Photo courtesy of Indmar
The most controversial component of the decade eliminates the emissions from your boat’s engine and hopefully not the money from your pocket.
The Environmental Protection Agency (EPA) estimates that Americans spend more than 500-million hours pleasureboating each year and says that the emissions from that activity are a major cause of air pollution. So in 1990, Congress ordered the agency to set acceptable emission levels for marine engines as part of the Clean Air Act.
But the road that led to those regulations really began in California where, says the EPA, car and marine emissions are main contributors to air pollution. Anyone who has visited California, especially the southern region, knows that air quality is a major problem and a hot issue there. Of the 50 states, California has both the most cars and the dirtiest air in the nation. That’s why in 1967 the state created the California Air Resources Board (CARB). Eight years later the first catalytic converters appeared on cars, mainly to meet increasingly stringent CARB standards, and within a few years they were standard equipment on virtually every production automobile. It wasn’t too much later that the EPA and CARB began preparing the country for the move to catalytic converters on non-automotive engines.

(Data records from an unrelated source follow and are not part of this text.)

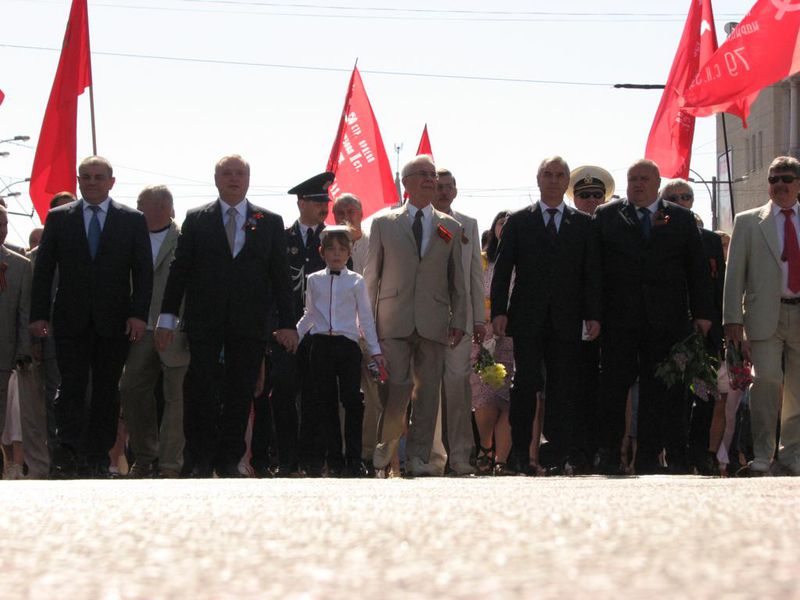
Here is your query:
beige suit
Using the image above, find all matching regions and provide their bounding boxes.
[0,247,50,479]
[722,202,800,474]
[430,211,486,475]
[0,245,32,433]
[120,223,189,472]
[364,205,467,469]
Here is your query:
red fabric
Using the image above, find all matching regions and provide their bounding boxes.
[327,68,397,223]
[30,0,92,222]
[781,208,800,294]
[645,0,742,179]
[683,0,800,121]
[417,123,433,158]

That first converter was called a two-way because it attacked two basic kinds of pollutants: carbon-monoxide and hydrocarbons (unburned fuel). In 1976 Volvo introduced the first three-way converter, which is the type in use today on all car engines except diesels. The three-way is so named because it attacks three pollutants: not only the two aforementioned, but oxides of nitrogen as well. It does this using two catalysts. The reduction catalyst uses platinum and rhodium to reduce nitrogen oxides; the oxidation catalyst employs platinum and palladium to burn carbon monoxide and hydrocarbons.
In both stages, oxygen is a crucial component; if there is not enough of it in the exhaust stream, the burn will be incomplete. To ensure that doesn’t happen, a catalytic converter needs an oxygen sensor upstream that tells the electronic fuel injection system to adjust the ratio of fuel to air going into the engine. The requirement for such precise and rapid adjustments explains why a catalytic converter works best on an engine with electronic fuel injection.
A lot of heat—upwards of 1,200F— is produced when pollutants burn in a catalytic converter, which is why cars and trucks with them also have heat shields protecting the interior of the vehicle. But while it’s a potential hazard, heat is also crucial to the efficiency of the converter. If the unit doesn’t get hot enough, the pollutants won’t burn completely.
Today catalytic converters have a stellar track record, both in terms of their effectiveness at cleaning up exhaust and in the minimal maintenance required of them. So if they’ve worked so well on automobiles, why haven’t they been installed on boats? The short answer is that the boating industry has been able to fly under the EPA and CARBs’ radars. But no more. CARB has created new emission standards that take effect in 2010 and apply to all “off-road” gasoline engines. Recreational watercraft will then have to reduce hydrocarbon and nitrogen-oxide emissions by 70 percent and carbon-monoxide emissions by 20 percent. Given the size of the California market and based on the history of past regulations, it is fair to assume that these standards will eventually become national regulations.